J'essaie de l'inciter à relire mon bouquin, parce qu'à la première lecture, tu passes à côté de l'essentiel. Cette petite phrase, rigolote parce qu'elle semble hors contexte, absurde, ironique, si, en fait, il fallait la prendre au 1er degré, en reculant d'un pas pour considérer les personnages autrement, comme des symboles?

Ça mouline sans que je m'en rende compte et j'ai l'impression d'écrire une histoire qui existait déjà, avant, dans une autre dimension. Simplement, je l'arrange avec mes mots et ce foutu plus que parfait, mes références, mon existence, ma personnalité qui se révèle à moi en même temps.

En écrivant l'histoire de personnages fictifs, j'écris ma propre histoire. Mise en abyme.

Il faut que je relise Borgès. Encore.

dimanche 1 octobre 2023

Critique: Martin Eden, de Jack London


 

Ne prêtez pas attention à ce vernis mal foutu: je ne suis pas douée, mais c'est pas le sujet.

J'entends dire depuis longtemps que Martin Eden est le chef-d'oeuvre de London donc j'ai voulu découvrir cet auteur par ce livre. J'avais déjà lu une biographie du bonhomme, très intéressante. Un prolo, vraiment parti de rien, viscéralement socialiste, qui a appris à maîtriser le langage alors qu'il vivait d'improbables aventures aux quatre coins de la mappemonde. Et ce livre est en grande partie inspirée de sa vie.

Sauf qu'ici, il n'est pas question de voyage exotique, mais plutôt de voyage intérieur. London nous plonge dans la peau d'un écrivain en devenir, qui apprend à maîtriser la langue en autodidacte, qui se méprend sur le fonctionnement éditorial, qui devient arrogant et... termine particulièrement déçu d'avoir atteint ses objectifs.
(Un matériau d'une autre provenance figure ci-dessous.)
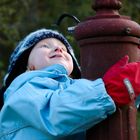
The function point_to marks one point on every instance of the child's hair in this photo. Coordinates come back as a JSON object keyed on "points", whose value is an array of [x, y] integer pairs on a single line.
{"points": [[19, 57]]}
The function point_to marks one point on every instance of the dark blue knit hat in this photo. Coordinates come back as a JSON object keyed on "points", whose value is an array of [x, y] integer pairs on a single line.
{"points": [[27, 44]]}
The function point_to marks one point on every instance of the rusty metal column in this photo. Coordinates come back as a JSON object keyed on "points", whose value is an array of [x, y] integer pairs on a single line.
{"points": [[104, 39]]}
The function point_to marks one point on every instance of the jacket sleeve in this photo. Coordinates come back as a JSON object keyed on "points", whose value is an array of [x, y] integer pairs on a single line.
{"points": [[62, 111]]}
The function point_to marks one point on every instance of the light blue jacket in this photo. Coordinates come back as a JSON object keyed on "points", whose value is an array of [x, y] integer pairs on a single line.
{"points": [[48, 105]]}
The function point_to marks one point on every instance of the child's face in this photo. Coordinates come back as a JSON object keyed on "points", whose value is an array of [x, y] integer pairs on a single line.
{"points": [[48, 52]]}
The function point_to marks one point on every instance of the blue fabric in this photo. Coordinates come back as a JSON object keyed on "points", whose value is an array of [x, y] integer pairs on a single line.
{"points": [[48, 105]]}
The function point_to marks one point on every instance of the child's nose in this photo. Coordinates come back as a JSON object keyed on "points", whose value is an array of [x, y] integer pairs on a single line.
{"points": [[58, 49]]}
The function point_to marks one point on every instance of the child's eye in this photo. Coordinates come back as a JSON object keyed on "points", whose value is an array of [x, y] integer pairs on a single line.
{"points": [[64, 49], [45, 46]]}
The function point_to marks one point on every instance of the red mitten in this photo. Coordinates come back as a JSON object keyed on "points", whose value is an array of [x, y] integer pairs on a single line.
{"points": [[122, 81]]}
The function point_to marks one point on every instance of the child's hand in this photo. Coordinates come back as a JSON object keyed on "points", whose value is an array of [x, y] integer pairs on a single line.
{"points": [[122, 81]]}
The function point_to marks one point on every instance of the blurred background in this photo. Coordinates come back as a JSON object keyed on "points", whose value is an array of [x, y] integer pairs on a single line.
{"points": [[19, 17]]}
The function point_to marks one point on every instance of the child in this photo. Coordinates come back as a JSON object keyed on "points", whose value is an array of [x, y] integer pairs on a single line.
{"points": [[42, 102]]}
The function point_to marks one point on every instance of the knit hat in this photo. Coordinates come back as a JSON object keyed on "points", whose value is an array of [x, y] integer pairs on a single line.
{"points": [[19, 57]]}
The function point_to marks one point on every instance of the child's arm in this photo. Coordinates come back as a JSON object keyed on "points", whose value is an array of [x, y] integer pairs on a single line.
{"points": [[61, 112]]}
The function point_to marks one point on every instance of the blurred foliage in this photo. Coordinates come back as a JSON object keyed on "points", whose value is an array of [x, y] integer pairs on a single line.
{"points": [[19, 17]]}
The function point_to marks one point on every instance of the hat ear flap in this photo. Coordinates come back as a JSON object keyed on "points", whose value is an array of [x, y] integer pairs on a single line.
{"points": [[19, 67]]}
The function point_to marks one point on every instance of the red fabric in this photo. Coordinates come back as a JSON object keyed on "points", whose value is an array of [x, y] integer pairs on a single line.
{"points": [[114, 80]]}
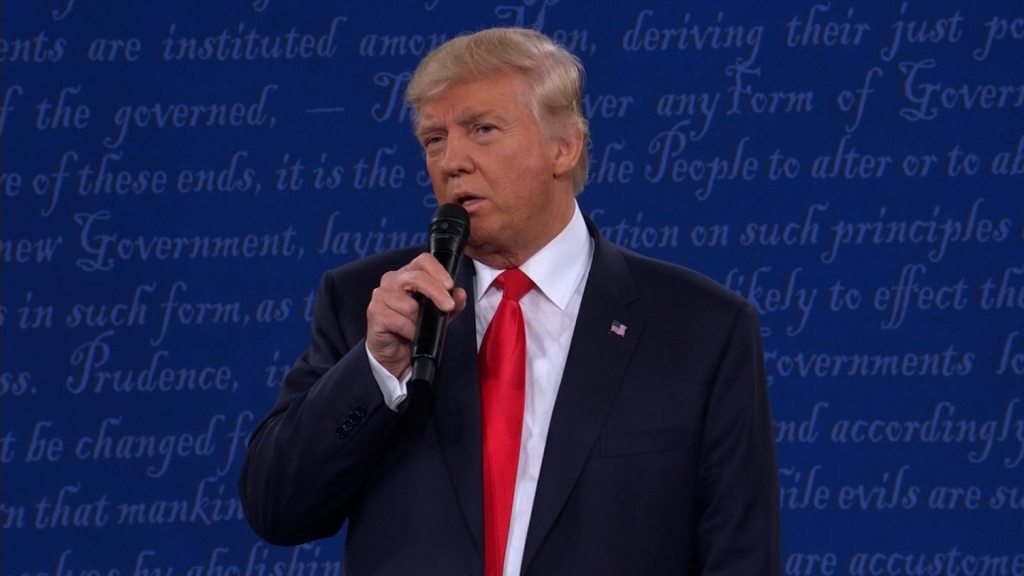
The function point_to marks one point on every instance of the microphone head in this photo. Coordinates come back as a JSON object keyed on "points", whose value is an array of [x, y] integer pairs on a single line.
{"points": [[450, 229]]}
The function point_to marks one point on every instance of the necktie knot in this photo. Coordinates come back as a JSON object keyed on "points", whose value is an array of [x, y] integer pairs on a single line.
{"points": [[514, 284]]}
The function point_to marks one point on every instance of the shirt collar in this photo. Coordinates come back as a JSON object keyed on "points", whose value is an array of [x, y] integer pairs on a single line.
{"points": [[555, 269]]}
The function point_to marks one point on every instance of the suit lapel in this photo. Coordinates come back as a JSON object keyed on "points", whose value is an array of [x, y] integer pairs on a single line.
{"points": [[594, 369], [457, 408]]}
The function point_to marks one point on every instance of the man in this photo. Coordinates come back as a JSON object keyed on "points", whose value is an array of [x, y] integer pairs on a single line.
{"points": [[645, 443]]}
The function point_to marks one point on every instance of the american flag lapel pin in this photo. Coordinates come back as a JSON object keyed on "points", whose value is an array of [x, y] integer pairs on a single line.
{"points": [[617, 328]]}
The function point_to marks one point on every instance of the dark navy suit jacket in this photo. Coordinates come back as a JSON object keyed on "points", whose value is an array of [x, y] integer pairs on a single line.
{"points": [[659, 458]]}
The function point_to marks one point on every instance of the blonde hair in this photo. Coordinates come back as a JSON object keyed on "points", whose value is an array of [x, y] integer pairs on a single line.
{"points": [[556, 78]]}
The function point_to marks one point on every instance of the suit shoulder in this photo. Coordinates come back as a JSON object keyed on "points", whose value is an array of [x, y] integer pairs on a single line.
{"points": [[685, 286]]}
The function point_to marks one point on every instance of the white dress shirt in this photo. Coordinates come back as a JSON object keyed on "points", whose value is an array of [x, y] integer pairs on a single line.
{"points": [[559, 273]]}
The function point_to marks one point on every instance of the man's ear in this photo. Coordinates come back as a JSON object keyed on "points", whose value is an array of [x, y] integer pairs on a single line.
{"points": [[568, 151]]}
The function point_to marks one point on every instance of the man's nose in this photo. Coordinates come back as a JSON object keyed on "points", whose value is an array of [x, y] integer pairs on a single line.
{"points": [[457, 159]]}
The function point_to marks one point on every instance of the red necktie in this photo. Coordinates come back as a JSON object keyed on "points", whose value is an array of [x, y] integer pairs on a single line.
{"points": [[503, 393]]}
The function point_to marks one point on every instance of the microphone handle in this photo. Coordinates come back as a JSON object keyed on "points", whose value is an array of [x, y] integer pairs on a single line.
{"points": [[430, 330]]}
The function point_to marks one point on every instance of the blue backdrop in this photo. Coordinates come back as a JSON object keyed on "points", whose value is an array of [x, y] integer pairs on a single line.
{"points": [[176, 176]]}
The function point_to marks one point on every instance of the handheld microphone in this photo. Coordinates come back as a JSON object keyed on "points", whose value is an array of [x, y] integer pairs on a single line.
{"points": [[449, 232]]}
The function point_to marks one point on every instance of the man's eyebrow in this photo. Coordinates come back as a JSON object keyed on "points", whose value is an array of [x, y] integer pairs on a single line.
{"points": [[474, 116]]}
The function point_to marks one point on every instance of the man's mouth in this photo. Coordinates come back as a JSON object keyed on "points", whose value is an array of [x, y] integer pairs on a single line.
{"points": [[466, 200]]}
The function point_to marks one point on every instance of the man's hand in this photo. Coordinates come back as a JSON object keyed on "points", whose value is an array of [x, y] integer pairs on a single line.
{"points": [[393, 310]]}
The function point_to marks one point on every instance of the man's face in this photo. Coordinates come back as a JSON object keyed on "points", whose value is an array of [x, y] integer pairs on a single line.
{"points": [[485, 152]]}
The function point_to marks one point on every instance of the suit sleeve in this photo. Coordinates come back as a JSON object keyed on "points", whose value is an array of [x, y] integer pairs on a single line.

Il voulait montrer au monde quel génie il était, y parvient et... se retrouve confronté à l'hypocrisie du monde qu'il a toujours fréquenté. Hé oui, hier, on le conspuait, aujourd'hui, on l'adule, alors qu'il a toujours été la même personne.

Le moment était parfaitement choisi pour lire ce livre, puisque... je suis dans une position comparable à celle du personnage, au milieu du récit. Moi aussi, j'écris depuis des années, avec de très modestes résultats. Moi aussi, j'ai sacrifié énormément de choses pour écrire. Comme lui, je suis pauvre, par "choix", parce que je veux avoir du temps à consacrer à l'écriture. Comme lui, je suis très seule. Comme lui, quand je parle de mes textes, les gens me regardent comme si j'étais un enfant de trois ans qui vient de dessiner une maison avec un gros soleil qui sourit. Moi aussi, je suis arrogante, mais... je peux aussi me montrer humble. J'ai conscience d'avoir encore des défauts, même si j'en ai déjà corrigé beaucoup. Je continue à apprendre et à m'améliorer.

Tout écrivain en devenir devrait lire Martin Eden qui constitue un beau témoignage sur l'écriture, à une époque, aux Etats-unis mais qui conserve une portée universelle.

Je trouve néanmoins l'oeuvre un peu naïve, parfois poussive, pas totalement maîtrisée, avec une fin, que je connaissais par avance, assez décevante. Mais c'est sans doute mon arrogance qui parle.

Il n'en demeure pas moins que je ne regrette pas du tout ma lecture, et que je lirai sans doute d'autres œuvres de London.

Rendez-vous compte que je n'ai encore jamais lu Les Trois Mousquetaires. C'est dire s'il me reste des "classiques" à découvrir. Il figure sur ma pile à lire.

En attendant, c'est John King et Football factory que j'ai déjà attaqué. Et il me déstabilise toujours, John. C'est pas son truc, les romans linéaires, hein?